Who bought the road sign?

We’ve all thought it, and so I might as well say it.

If one resides with a group of individuals who apparently are not like-minded enough to perform the ancient ritual of incorporation, whereby their tiny outpost is elevated from “wide spot in the road” to “a town,” or “a city,” or “a confederacy” (though I’m told we frown on that last one), it is extremely hard for me to justify using my brake pedal when passing through it.

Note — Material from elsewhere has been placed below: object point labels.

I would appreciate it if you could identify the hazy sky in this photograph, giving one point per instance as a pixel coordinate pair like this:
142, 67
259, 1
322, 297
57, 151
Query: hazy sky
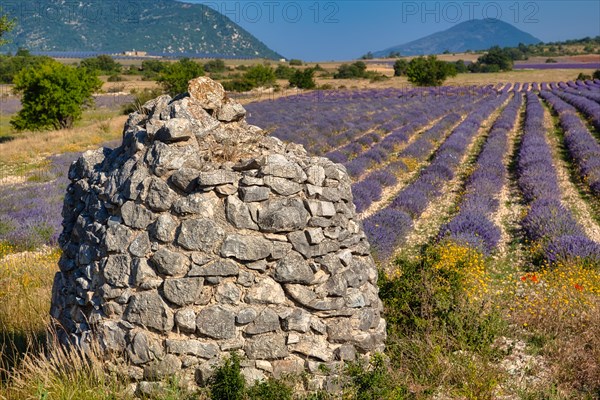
342, 30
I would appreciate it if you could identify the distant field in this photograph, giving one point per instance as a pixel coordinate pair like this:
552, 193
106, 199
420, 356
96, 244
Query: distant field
483, 224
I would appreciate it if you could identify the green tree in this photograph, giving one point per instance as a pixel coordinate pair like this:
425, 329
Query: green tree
104, 64
176, 76
496, 59
6, 25
10, 66
260, 75
216, 65
151, 69
53, 95
429, 71
303, 79
400, 67
284, 72
349, 71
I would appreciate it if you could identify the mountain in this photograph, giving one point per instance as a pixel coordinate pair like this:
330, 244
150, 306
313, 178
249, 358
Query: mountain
475, 34
155, 26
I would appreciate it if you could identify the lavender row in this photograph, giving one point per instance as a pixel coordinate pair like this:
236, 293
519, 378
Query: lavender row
387, 228
582, 146
322, 121
370, 189
588, 107
473, 225
30, 213
547, 223
381, 152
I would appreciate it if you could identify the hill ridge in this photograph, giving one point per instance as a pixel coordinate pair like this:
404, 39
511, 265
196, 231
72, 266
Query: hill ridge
157, 26
474, 34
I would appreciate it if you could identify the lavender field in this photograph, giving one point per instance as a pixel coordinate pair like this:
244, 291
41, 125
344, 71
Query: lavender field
482, 207
403, 149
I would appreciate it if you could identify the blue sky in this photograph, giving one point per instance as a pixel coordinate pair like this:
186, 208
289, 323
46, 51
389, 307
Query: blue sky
343, 30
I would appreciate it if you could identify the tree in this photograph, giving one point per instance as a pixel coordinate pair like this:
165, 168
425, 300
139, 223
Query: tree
255, 76
429, 71
400, 67
6, 25
53, 95
303, 79
151, 69
176, 76
496, 59
261, 75
216, 65
104, 64
284, 72
349, 71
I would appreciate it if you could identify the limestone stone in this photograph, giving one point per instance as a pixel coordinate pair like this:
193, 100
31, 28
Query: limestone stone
175, 130
208, 93
268, 346
118, 270
283, 216
293, 269
186, 320
216, 322
267, 291
168, 366
136, 215
245, 247
164, 228
238, 214
254, 193
200, 234
160, 196
266, 321
183, 291
203, 235
192, 347
170, 263
215, 268
148, 309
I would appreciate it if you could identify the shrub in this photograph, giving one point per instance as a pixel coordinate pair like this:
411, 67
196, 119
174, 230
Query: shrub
303, 79
284, 72
151, 69
175, 77
216, 65
140, 98
228, 383
255, 76
400, 67
496, 59
53, 95
271, 389
103, 64
429, 71
350, 71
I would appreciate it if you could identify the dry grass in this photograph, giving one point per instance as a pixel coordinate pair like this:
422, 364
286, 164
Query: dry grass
30, 146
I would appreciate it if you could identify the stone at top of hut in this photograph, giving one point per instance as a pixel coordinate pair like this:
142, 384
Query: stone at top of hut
200, 235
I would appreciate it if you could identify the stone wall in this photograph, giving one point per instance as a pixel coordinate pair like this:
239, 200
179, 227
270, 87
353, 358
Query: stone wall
200, 236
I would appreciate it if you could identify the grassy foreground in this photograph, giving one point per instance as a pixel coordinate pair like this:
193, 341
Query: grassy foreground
460, 326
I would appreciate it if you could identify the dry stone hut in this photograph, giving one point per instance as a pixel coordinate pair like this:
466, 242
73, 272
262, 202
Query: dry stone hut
200, 236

You see, in my mind, speed limit and reduce-speed-ahead signs exist for the purpose of protecting civilization. However, the key and debatable word in that theory is “civilization.” Rome is a bastion of civilization. London is a bastion of civilization.  Melvina (Wisconsin), population thirty-ish, seems to fall somewhat short of both those lofty precedents or even the numbers set by, say, a tribe of African pygmies. Four houses, a bar, and a speed limit sign that could be confused with the daily low temperature do not, at least according to most high school textbooks, qualify as a society worthy of record. It might count as a village, an outpost, or a lost tribe of Israel, but an extensive network of roads linking Tully’s Tavern to those four houses cannot be considered the inspiration for Ozymandias.  Consequently, and to come to a point, I rather resent being asked – nay, demanded – to slow down and take in the sites – the sites being three cows, a derelict convenience store, and a rusted out Volkswagen.

In my mind, for a village to motivate a reevaluation of arrival time, it has to give a good reason. And if one is curious as to what exactly a good reason is, they only need to remember the three Ps – police, post office, and parking. Simultaneously, the following are examples of things that will not motivate a reduction in speed, let alone an all-out stop:

1. Bars (Particularly ones the owner had the uncommonly bad sense to build less than six feet from the highway – step out for a smoke, and suddenly there’s a Chevy Tahoe with one ugly hood ornament.)

2. Gift shops (Look! They got the whole town to pose for this postcard!)

3. Scenic overlooks, parks, and historical markers (Question: Why do most individuals stop at any of the aforementioned places? Answer: Emergency restroom stops. Question: What happens when there is no restroom at said location? Answer: The scenic overlook becomes an obscenic overlook.)

Returning to the initial point, what is perhaps oddest about these loosely knit hosts of humanity is not so much that the speed limit is reduced, but rather that it is reduced so much. Near as I can figure, the only reason four houses and a bar need a speed limit under twenty-five miles per hour is to make the place seem larger than it actually is. Logically, it certainly isn’t tied to how many people are in the town, because if they were to host an annual “Play in the Street Days,” odds are good most would survive. Heck, even if they were to stand in the middle of the street, link arms, and play “Red Rover, Red Rover, let the Lincoln Navigator come over,” the townsfolk’s combined girth would probably only allow them to block one lane and maybe a bit of the shoulder.

It should also be noted that there are plenty of reasons the populace should encourage people to pass through as quickly as possible – threat of invasion, for one. I’m fairly certain that, with approximately six phone calls, most people could rustle up sufficient manpower to both capture and occupy any unincorporated hamlet one cares to name. Likewise, a keg of Miller Genuine Draft is within most individuals’ economic means; thus, subduing the populace long enough to put the city to the torch would be a simple operation. But there are two problems with this plan. One, it is based on the average non-boy scout’s ability to start a fire that would immolate something other than themselves, which is iffy at best. Two, it hinges on the average Joe’s ability to not join in a beer party, and personally that is not a bet I want to make while living in Wisconsin.

It seems the only viable solution involves a particularly daring soul and a can of black spray paint – although I dare say individuals are going to get suspicious when the speed limit jumps from fifty-five on the highway to eighty-five in town. But what can one do? It’s easier to turn a three into an eight than a five.

Yep.  They’ll never suspect a thing.

Yep. They’ll never suspect a thing.


3 thoughts on “Who bought the road sign?

  1. Very good writing. Witty indeed. Having received a speeding ticket driving through one such hamlet because I had the ill fortune to be going the requisite 65, went over a hill, and neglected to see the sudden new village’s Speed Limit 25 sign hidden beneath the limbs of a cypress tree, I can relate to this post. And no, he did not let me off with a warning.

    • Well, thank you!

      Last time, I didn’t so much get off with a warning as get off on account of technical difficulty. The officer pulled me over, went back to his car, and after a very long few minutes came back and said, “My computer isn’t working, so you luck out.”

      Then my mental soundtrack started playing the Hallelujah chorus.

      Completely unrelated, if I might recommend an author after reading a bit of your site, I think there is a real potential you’d like Florence King.